OPEC nations may be at odds with each other, but all they need to do is extend their current crude oil cutbacks through the end of the year to help keep the market relatively balanced, according to a new report.
OPEC and its allies, including Russia, can maintain their current cuts of 1.2 million barrels a day and not reduce outputs any more because there will be a crude oil demand surge later this year from changing shipping fuel standards worldwide, noted the Norwegian research firm Rystad Energy.
The new International Maritime Organization low-sulfur fuel mandates, set to take effect in 2020, will trigger crude demand spikes to make more low-sulfur fuels, diesel and marine gasoil, Rystad said.
“We expect crude demand to accelerate thanks to the upcoming IMO 2020 regulations later this year, and OPEC will likely not have to cut production as much as the call on OPEC suggests,” said Rystad chief oil markets analyst Bjørnar Tonhaugen.
“Having said that, there will not be room for the cartel to increase output for the rest of 2019 in our view,” he added.

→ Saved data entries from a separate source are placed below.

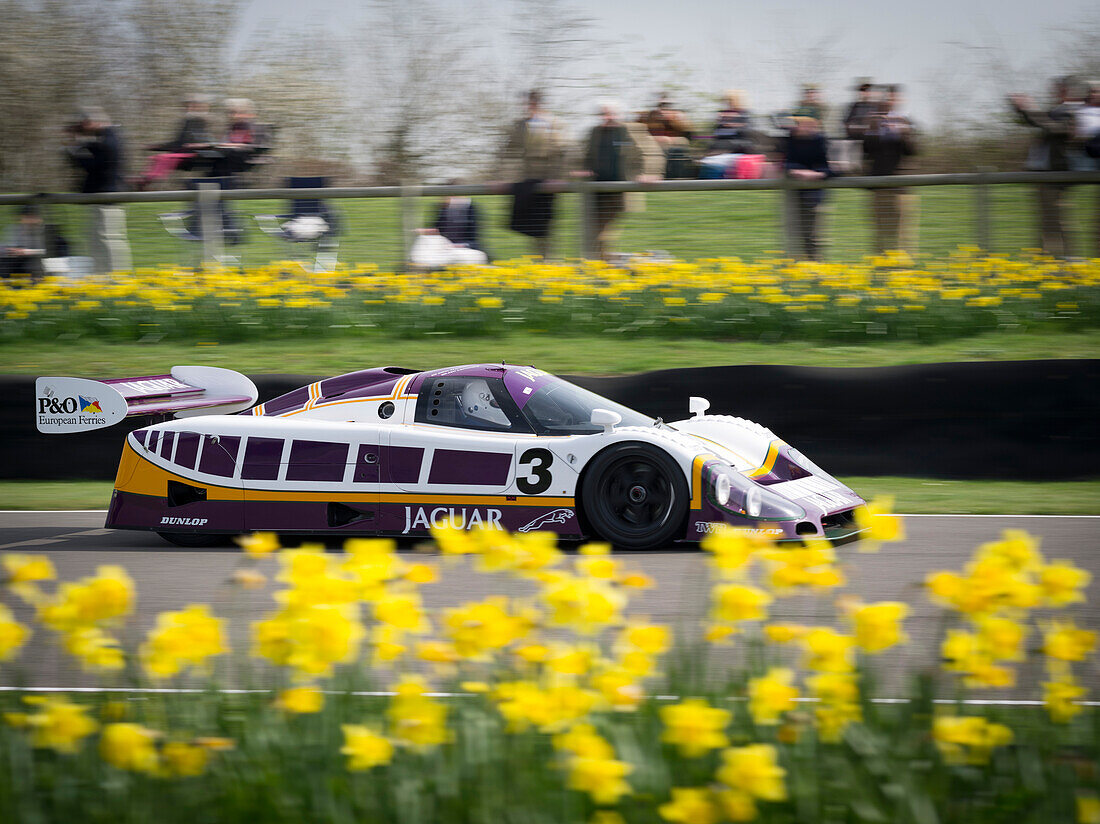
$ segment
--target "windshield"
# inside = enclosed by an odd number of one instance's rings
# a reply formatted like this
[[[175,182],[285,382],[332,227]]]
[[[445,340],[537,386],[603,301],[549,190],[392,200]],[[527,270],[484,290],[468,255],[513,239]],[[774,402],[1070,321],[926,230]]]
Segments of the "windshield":
[[[523,414],[540,435],[591,435],[603,431],[592,424],[593,409],[618,412],[621,426],[653,425],[652,418],[563,380],[554,380],[531,395]]]

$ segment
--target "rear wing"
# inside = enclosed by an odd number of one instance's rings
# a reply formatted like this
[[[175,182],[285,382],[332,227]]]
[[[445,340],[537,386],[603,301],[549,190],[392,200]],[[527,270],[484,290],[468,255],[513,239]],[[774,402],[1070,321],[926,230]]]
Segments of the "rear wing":
[[[142,378],[39,378],[35,423],[39,432],[84,432],[137,415],[231,414],[248,409],[259,391],[247,377],[216,366],[175,366],[168,375]]]

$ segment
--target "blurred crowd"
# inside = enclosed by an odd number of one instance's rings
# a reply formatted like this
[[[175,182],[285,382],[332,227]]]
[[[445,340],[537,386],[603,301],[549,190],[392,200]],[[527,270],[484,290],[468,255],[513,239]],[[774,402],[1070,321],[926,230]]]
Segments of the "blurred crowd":
[[[920,151],[918,129],[906,111],[901,86],[860,78],[851,93],[845,106],[834,108],[817,86],[807,84],[788,110],[758,115],[744,92],[730,90],[713,119],[701,126],[667,93],[659,94],[652,108],[635,112],[604,101],[598,107],[597,125],[577,141],[550,113],[542,93],[532,90],[524,98],[521,116],[507,130],[491,177],[511,195],[509,228],[530,237],[532,252],[544,258],[554,255],[555,194],[553,186],[548,190],[541,184],[570,177],[601,183],[785,177],[793,181],[783,192],[789,251],[820,259],[829,189],[814,182],[837,175],[903,175],[913,170]],[[1009,104],[1035,133],[1025,169],[1100,169],[1100,83],[1060,77],[1052,83],[1049,105],[1038,105],[1026,95],[1011,95]],[[182,109],[174,133],[144,147],[148,157],[143,170],[130,178],[124,173],[126,151],[119,127],[101,109],[82,110],[67,129],[65,145],[79,177],[79,191],[178,188],[173,177],[179,174],[194,176],[188,186],[205,179],[232,188],[240,176],[267,159],[274,129],[258,121],[250,101],[226,100],[215,112],[209,98],[194,95],[182,102]],[[469,175],[455,175],[450,182],[473,181]],[[318,185],[324,181],[318,179]],[[1062,258],[1075,251],[1065,215],[1069,185],[1036,186],[1038,245]],[[867,189],[866,197],[876,251],[916,252],[917,189],[880,186]],[[590,199],[585,219],[599,257],[615,257],[618,219],[641,208],[644,203],[637,192],[600,192]],[[1094,242],[1100,254],[1100,199],[1096,215]],[[488,260],[481,225],[477,205],[469,198],[446,199],[432,224],[420,230],[412,263],[435,268]],[[25,207],[2,239],[0,274],[41,277],[45,261],[67,247],[35,207]],[[97,272],[130,268],[121,206],[89,207],[86,251]]]

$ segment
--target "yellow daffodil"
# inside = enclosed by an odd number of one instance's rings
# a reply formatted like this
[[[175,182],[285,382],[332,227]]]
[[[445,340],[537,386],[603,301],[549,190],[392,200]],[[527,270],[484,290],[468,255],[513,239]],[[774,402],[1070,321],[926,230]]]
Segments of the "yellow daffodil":
[[[10,660],[29,636],[30,630],[15,620],[6,605],[0,604],[0,661]]]
[[[297,715],[320,712],[325,706],[325,694],[313,685],[291,687],[279,693],[275,706]]]
[[[64,696],[28,696],[23,701],[35,707],[31,713],[15,713],[9,723],[30,732],[31,745],[71,755],[80,742],[99,729],[88,717],[88,707],[73,704]]]
[[[688,698],[659,711],[664,732],[661,740],[680,750],[685,758],[699,758],[729,744],[726,726],[731,714],[701,698]]]
[[[235,540],[237,545],[253,558],[264,558],[273,552],[278,552],[281,548],[279,536],[274,532],[253,532],[251,535],[241,535]]]
[[[108,724],[99,738],[99,753],[112,767],[155,774],[160,766],[158,735],[140,724]]]
[[[773,667],[760,678],[749,680],[749,713],[757,724],[778,724],[779,717],[794,709],[798,688],[792,683],[794,672]]]
[[[672,800],[657,812],[665,821],[677,824],[717,824],[721,819],[710,791],[695,787],[673,787]]]
[[[348,757],[352,772],[370,770],[393,760],[393,744],[375,730],[363,724],[341,724],[344,746],[341,755]]]
[[[974,716],[938,716],[932,737],[944,759],[952,764],[985,764],[997,747],[1012,743],[1012,731]]]
[[[901,622],[909,614],[909,606],[900,601],[879,601],[864,604],[851,612],[855,626],[856,644],[864,652],[882,652],[908,638],[901,629]]]

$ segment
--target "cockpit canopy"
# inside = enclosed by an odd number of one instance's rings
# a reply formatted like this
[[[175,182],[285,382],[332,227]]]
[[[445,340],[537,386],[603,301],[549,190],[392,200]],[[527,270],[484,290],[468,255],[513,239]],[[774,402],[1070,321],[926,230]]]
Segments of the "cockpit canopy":
[[[594,409],[622,417],[623,426],[651,426],[653,419],[594,392],[536,369],[496,367],[499,377],[475,374],[425,375],[417,395],[415,420],[492,432],[589,435],[603,431],[592,423]]]

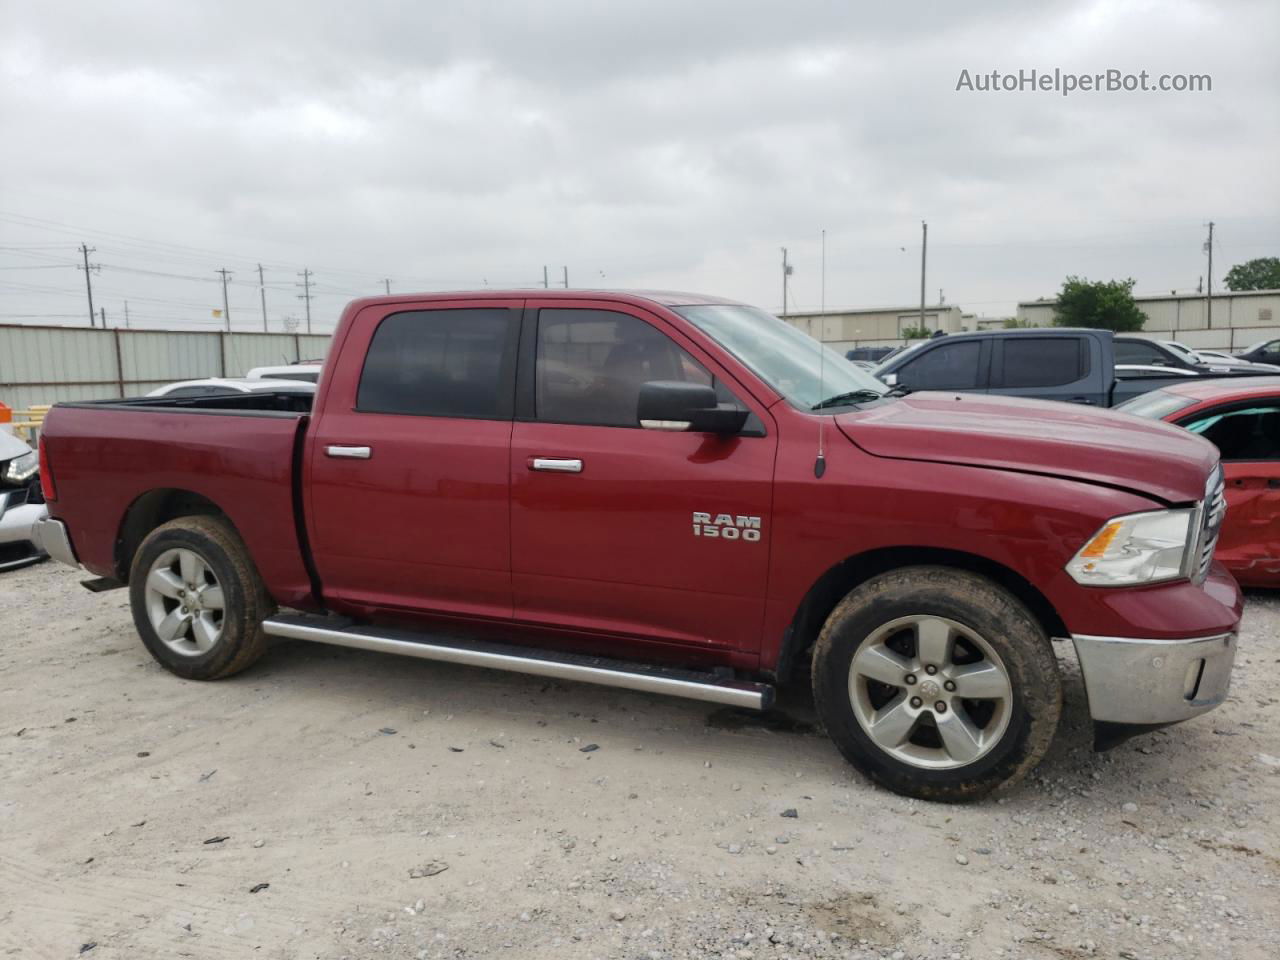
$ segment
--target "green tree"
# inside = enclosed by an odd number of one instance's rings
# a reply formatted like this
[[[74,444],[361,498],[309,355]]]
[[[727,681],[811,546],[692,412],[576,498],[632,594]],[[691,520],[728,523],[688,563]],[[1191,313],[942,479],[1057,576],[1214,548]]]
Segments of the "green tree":
[[[1025,330],[1028,327],[1034,327],[1035,324],[1030,320],[1019,320],[1017,317],[1005,317],[1004,329],[1006,330]]]
[[[1228,290],[1280,290],[1280,257],[1258,257],[1227,271]]]
[[[1058,293],[1053,322],[1059,327],[1092,327],[1129,333],[1141,330],[1147,315],[1133,299],[1132,280],[1067,277]]]
[[[903,340],[924,340],[933,336],[933,331],[928,327],[903,327]]]

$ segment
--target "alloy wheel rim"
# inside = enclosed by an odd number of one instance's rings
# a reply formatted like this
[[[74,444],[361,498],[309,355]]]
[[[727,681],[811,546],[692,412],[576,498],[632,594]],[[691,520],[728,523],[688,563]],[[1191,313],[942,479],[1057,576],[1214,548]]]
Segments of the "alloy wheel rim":
[[[986,756],[1013,713],[1013,684],[995,648],[946,617],[911,616],[879,627],[849,665],[859,726],[913,767],[953,770]]]
[[[165,550],[147,571],[147,619],[174,653],[199,657],[222,636],[225,599],[209,563],[183,547]]]

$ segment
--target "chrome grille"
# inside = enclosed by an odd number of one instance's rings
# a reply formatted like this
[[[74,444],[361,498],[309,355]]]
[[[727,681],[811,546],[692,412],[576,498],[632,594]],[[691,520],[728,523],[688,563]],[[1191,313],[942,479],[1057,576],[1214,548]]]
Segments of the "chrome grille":
[[[1227,514],[1227,498],[1222,479],[1222,465],[1213,468],[1205,484],[1204,503],[1200,507],[1200,533],[1196,541],[1195,582],[1203,583],[1213,563],[1213,551],[1218,545],[1218,532]]]

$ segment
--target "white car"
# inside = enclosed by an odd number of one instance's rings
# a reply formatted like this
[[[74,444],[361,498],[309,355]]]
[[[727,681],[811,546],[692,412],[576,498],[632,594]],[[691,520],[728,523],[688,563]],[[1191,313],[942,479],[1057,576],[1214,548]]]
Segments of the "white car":
[[[1234,357],[1224,350],[1197,350],[1196,353],[1204,357],[1208,363],[1247,363],[1251,366],[1258,366],[1251,360],[1241,360],[1239,357]],[[1267,364],[1262,364],[1262,366],[1267,366]]]
[[[218,397],[236,393],[315,393],[316,385],[305,380],[264,380],[249,377],[206,377],[179,380],[156,387],[148,397]]]
[[[320,379],[319,363],[288,363],[278,367],[254,367],[247,374],[249,380],[301,380],[315,383]]]
[[[0,432],[0,570],[45,559],[32,540],[37,520],[49,515],[40,494],[40,460],[23,441]]]
[[[1242,360],[1220,350],[1193,350],[1179,340],[1157,340],[1156,343],[1168,347],[1188,363],[1208,367],[1213,373],[1280,373],[1280,367],[1269,363]]]

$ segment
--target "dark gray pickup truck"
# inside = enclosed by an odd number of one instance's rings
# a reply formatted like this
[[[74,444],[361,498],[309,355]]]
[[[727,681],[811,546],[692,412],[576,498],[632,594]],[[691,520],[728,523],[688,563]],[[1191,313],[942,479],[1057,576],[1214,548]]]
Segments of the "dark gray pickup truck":
[[[1114,407],[1202,377],[1175,367],[1117,364],[1109,330],[988,330],[924,340],[875,374],[911,390],[962,390]]]

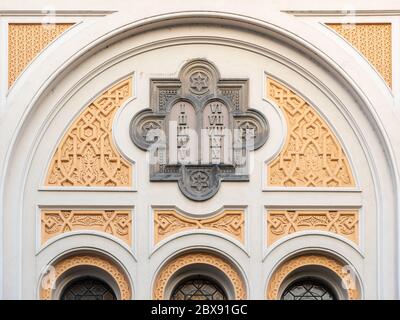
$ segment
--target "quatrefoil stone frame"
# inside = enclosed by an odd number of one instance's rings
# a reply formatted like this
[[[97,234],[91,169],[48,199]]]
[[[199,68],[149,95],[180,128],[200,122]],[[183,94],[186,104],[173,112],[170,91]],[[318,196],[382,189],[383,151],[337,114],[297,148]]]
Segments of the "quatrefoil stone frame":
[[[248,79],[221,79],[205,59],[187,62],[178,79],[151,79],[151,107],[130,124],[132,141],[151,152],[150,181],[177,181],[195,201],[213,197],[221,181],[249,181],[248,153],[264,145],[269,126],[263,114],[248,107],[248,85]],[[177,123],[176,140],[169,138],[170,123]],[[189,129],[200,138],[208,132],[209,139],[193,139]],[[230,140],[227,130],[233,132]],[[175,146],[178,156],[172,159]]]

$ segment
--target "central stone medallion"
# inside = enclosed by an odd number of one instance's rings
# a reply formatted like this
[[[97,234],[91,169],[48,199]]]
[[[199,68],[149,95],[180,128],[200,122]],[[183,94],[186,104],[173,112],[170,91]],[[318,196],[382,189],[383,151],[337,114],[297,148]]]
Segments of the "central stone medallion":
[[[268,123],[248,108],[248,79],[221,79],[207,60],[186,63],[179,79],[151,79],[150,105],[134,116],[132,141],[149,152],[150,181],[178,181],[189,199],[214,196],[221,181],[248,181],[249,153]]]

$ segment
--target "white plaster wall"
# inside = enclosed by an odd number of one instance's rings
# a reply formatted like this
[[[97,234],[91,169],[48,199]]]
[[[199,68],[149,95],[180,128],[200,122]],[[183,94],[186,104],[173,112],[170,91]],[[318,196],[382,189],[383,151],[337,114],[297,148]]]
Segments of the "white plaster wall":
[[[101,7],[101,3],[98,6]],[[215,8],[217,4],[206,3],[204,6]],[[267,5],[262,7],[268,9]],[[190,5],[179,5],[178,8],[184,10],[190,8]],[[240,6],[236,4],[235,7],[232,4],[231,9],[240,11]],[[255,17],[259,15],[257,9],[259,8],[247,8],[248,13]],[[146,8],[140,14],[124,13],[121,16],[96,19],[109,19],[107,21],[123,25],[126,21],[135,21],[140,15],[151,16],[163,10],[167,8]],[[285,20],[282,20],[283,16]],[[277,24],[285,24],[288,29],[304,31],[302,35],[310,32],[305,24],[294,22],[294,18],[289,16],[271,14],[268,17]],[[112,23],[103,26],[104,31],[112,29]],[[396,163],[387,151],[393,146],[388,147],[382,142],[382,135],[385,133],[376,133],[382,130],[379,128],[379,121],[383,121],[387,125],[385,128],[393,143],[396,137],[393,136],[393,127],[390,126],[395,122],[397,115],[390,119],[389,111],[387,114],[382,112],[381,119],[377,120],[379,118],[375,118],[372,112],[366,110],[366,102],[361,98],[362,93],[372,93],[369,96],[370,102],[380,98],[381,105],[373,104],[376,110],[385,110],[383,108],[390,110],[392,105],[390,93],[387,88],[385,89],[384,83],[372,69],[364,68],[365,62],[362,59],[359,57],[356,59],[359,61],[359,66],[347,66],[347,74],[355,75],[359,69],[362,70],[359,74],[360,81],[353,78],[357,85],[350,86],[348,83],[343,84],[344,81],[340,79],[344,75],[339,75],[339,67],[336,74],[328,69],[328,62],[322,66],[318,62],[322,58],[326,61],[340,60],[341,55],[335,51],[325,52],[330,55],[329,57],[323,57],[321,54],[320,57],[313,56],[311,59],[309,54],[285,44],[284,41],[273,37],[272,33],[261,35],[244,29],[211,24],[170,26],[128,37],[87,57],[86,60],[81,59],[78,65],[67,68],[62,80],[46,84],[49,86],[46,94],[37,99],[36,82],[40,83],[40,79],[48,78],[46,72],[49,71],[43,69],[37,81],[28,80],[29,76],[38,75],[40,66],[49,61],[49,57],[55,57],[55,54],[60,62],[66,61],[68,54],[76,54],[78,47],[83,47],[85,41],[90,39],[90,32],[98,30],[99,27],[100,25],[96,25],[94,21],[77,25],[65,34],[60,42],[56,41],[46,50],[27,69],[10,92],[6,108],[20,104],[15,113],[6,112],[3,118],[6,125],[1,128],[2,136],[4,133],[4,137],[7,137],[6,141],[3,141],[4,149],[1,150],[2,164],[7,166],[2,180],[4,269],[1,282],[4,298],[36,298],[37,283],[42,268],[63,252],[69,252],[74,248],[96,248],[115,257],[127,271],[134,285],[135,298],[138,299],[151,298],[149,284],[154,280],[159,266],[175,252],[188,248],[213,248],[226,254],[242,271],[249,289],[249,298],[253,299],[264,298],[267,279],[278,262],[305,249],[334,252],[351,264],[362,281],[364,298],[397,297],[397,212],[396,195],[393,194],[392,185],[396,177],[391,176],[391,170],[393,172],[391,166]],[[84,32],[86,34],[82,36]],[[99,31],[101,32],[103,30]],[[329,32],[324,29],[318,30],[316,34],[319,36],[313,39],[314,45],[317,43],[328,48],[324,43],[326,40],[324,37]],[[99,39],[99,35],[92,37]],[[63,43],[73,41],[77,42],[76,48],[71,48],[69,52],[62,51]],[[298,41],[301,47],[300,43],[301,41]],[[306,42],[302,45],[304,48],[307,46]],[[356,56],[354,52],[343,52],[342,56],[345,55]],[[256,151],[255,167],[250,182],[224,182],[216,196],[201,203],[186,199],[178,190],[176,183],[150,183],[145,153],[133,145],[128,135],[128,124],[132,116],[149,104],[149,79],[175,76],[180,66],[192,58],[211,60],[224,78],[249,78],[250,106],[262,111],[271,126],[270,139],[265,146]],[[165,63],[166,61],[168,63]],[[57,62],[54,61],[48,69],[56,69],[56,65]],[[265,73],[301,92],[331,124],[349,155],[357,179],[357,188],[334,191],[321,189],[310,192],[301,188],[295,191],[272,189],[263,184],[264,161],[276,154],[285,132],[281,113],[265,97]],[[121,151],[136,163],[137,182],[134,190],[61,192],[43,188],[49,157],[68,123],[93,97],[126,75],[134,76],[136,92],[134,99],[122,108],[114,123],[114,139]],[[368,79],[362,80],[363,75]],[[377,85],[380,86],[380,90],[377,90]],[[24,102],[21,100],[23,97],[18,97],[18,92],[22,90],[27,91],[26,95],[32,99],[35,108],[30,113],[29,119],[18,129],[19,133],[14,136],[16,140],[13,141],[9,133],[6,134],[7,131],[13,130],[14,122],[10,121],[13,118],[22,118],[24,106],[28,105],[28,101]],[[376,91],[378,93],[375,93]],[[8,149],[8,145],[13,145],[13,149]],[[397,142],[393,145],[396,151],[399,145]],[[7,157],[5,150],[11,150]],[[237,194],[238,190],[240,197]],[[71,205],[82,208],[93,206],[133,208],[135,212],[133,246],[126,248],[115,239],[100,234],[74,233],[54,241],[46,248],[38,248],[40,236],[37,227],[38,206]],[[193,215],[214,212],[224,205],[244,206],[247,216],[246,243],[240,246],[229,239],[206,232],[176,236],[164,245],[154,248],[149,217],[151,217],[151,207],[157,205],[175,205]],[[265,247],[263,217],[266,208],[321,207],[362,208],[359,247],[343,239],[321,233],[304,233],[282,241],[274,247]],[[32,272],[33,269],[35,272]]]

The world is awash in crude oil largely from rising the rising output from U.S. shale, especially in West Texas’ booming Permian Basin. The Organization of the Petroleum Exporting countries, led by Saudi Arabia, cut back their supplies by 1.2 million barrels a day for the first six months of 2019 to help balance the market.
With crude prices again depressed from rising U.S. supplies and weakening global demand from the U.S.-China trade war and other concerns, OPEC and Russia appeared on track to agree to an extension of the cuts.
But rising tensions between the Saudis and Iran – including last week’s alleged attacks on tankers carrying Saudi oil – have thrown everything asunder. OPEC was scheduled to meet next week to decide on cutbacks, but they’ve struggled to even agree to a meeting date.
Still, as Rystad noted, all they have to do is agree to stand pat for now.
Of course, IMO 2020 won’t help solve all. As the regulations trigger a spike in demand for diesel and other shipping fuels, it could exacerbate a glut in other fuels like gasoline and jet fuel. If refineries start churning out more diesel they also need to produce more gasoline, for instance.